Justo en la otra esquina, hay otra entrada, mucho más humilde, conocida como La Casa Quemada, Portillera Alta o Portillo de Aravaca. Está clausurada, pero da uno de los espacios más especiales de la ciudad. Allí está el Club de Golf Pozuelo, más conocido como El Rústico. Desde uno de sus 18 hoyos, el que está fuera de Pozuelo y entra en territorio del Ayuntamiento de Madrid, se ve la estación de la Bola del Mundo y el horizonte urbano. “Para mí son las mejores vistas de Madrid”, dice uno de los socios del club.

Otro de los socios, desde 1997, es Antonio Alcántara (65 años), que forma parte de la directiva del club. “La cuota es de 12 euros al mes, mucho más asequible que la de un club de golf al uso”, dice él. Pero el golf y el descampado están a punto de desaparecer. “Tenemos una alcaldesa que está empeñada en hacer un palacio de congresos y un hotel”, explica Antonio con resignación. El torneo de domingo termina y los jugadores se sientan a tomar una cerveza y unas aceitunas. Desde allí no se escucha el ruido de la ciudad: ni el bullicio, ni los coches, ni tampoco el sonido de las campanas de San Isidro.
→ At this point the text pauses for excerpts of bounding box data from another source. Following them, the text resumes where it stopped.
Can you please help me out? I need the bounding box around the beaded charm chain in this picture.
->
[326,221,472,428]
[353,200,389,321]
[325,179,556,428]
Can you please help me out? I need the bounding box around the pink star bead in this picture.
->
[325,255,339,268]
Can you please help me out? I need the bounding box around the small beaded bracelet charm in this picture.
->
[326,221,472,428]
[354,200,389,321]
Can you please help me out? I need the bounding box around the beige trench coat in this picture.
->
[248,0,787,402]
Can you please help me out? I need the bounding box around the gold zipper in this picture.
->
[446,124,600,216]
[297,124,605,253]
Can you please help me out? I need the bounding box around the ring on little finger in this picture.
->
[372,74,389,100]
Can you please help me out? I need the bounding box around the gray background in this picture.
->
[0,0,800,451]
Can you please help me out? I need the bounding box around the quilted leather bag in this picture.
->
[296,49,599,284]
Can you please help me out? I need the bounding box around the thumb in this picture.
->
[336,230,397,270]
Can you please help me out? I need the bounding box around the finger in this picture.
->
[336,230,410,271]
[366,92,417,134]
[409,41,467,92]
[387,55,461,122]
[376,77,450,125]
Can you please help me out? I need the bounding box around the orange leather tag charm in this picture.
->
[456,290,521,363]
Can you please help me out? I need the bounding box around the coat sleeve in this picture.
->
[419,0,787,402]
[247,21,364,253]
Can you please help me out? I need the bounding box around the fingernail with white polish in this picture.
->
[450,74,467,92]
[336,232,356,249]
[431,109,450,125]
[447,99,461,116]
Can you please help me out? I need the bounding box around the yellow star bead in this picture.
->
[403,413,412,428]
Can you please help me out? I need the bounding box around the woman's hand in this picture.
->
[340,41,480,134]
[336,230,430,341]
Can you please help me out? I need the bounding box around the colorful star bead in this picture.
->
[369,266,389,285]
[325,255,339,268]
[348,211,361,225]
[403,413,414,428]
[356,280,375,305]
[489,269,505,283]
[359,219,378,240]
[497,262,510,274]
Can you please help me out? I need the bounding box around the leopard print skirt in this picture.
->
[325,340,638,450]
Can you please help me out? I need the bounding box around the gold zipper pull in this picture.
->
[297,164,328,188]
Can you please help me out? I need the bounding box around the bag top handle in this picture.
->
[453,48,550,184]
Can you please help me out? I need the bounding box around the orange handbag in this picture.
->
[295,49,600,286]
Allí están tocando Pablo Delgado (20 años), Iván Sánchez (18 años) y Luis Baldó (28), los tres jóvenes que han vuelto a recuperar el oficio de campanero. “Intentamos darle a la campana el valor que le corresponde y mantener los toques tradicionales” explica Luis. “Los tejados de las ciudades cambian mucho según el campanario en el que estés”, añade Pablo. “Es una forma de entender la ciudad desde otro punto de vista y aquí no tenemos mucha competencia a nivel de altura”. Los tres tañen de forma altruista: Luis es transportista, Iván estudia fotografía en la URJC y Pablo arquitectura y paisajismo, también en la URJC.
Hace dos años sonó en San Isidro el toque de fuego porque coincidió con un domingo de misa en el que los campaneros vieron, desde las alturas, cómo se prendía uno de los edificios de Lavapiés. “Nosotros somos los únicos de Madrid que tenemos estas vistas increíbles”, dice Luis.

Carpi, a Abel, a Mauricio, a Antonio, a Valentín, a Luis, a Iván y a Pablo, ―junto a los spotters del aeropuerto o los bailarines de K-Pop de Azca, entre otros― serán los protagonistas que se verán en la pantalla de Cibeles los días 24 y 25 de octubre, en las que los espectadores podrán mirar a través de otros ojos con Miradores.
El jueves 24 por la noche, además, se podrá jugar, de la mano de Sebastián Paudano, “Padu”, a GeoGuessr, el juego en línea que muestra imágenes de Google Street View y en el que los jugadores deben adivinar en qué lugar del mundo fueron tomadas esas fotografías.
El viernes se retomará desde las ocho de la mañana la proyección de la pieza documental para que los que quieran mirar cómo miran los que miran Madrid, se pregunten: ¿qué tiene la ciudad que yo no haya visto antes?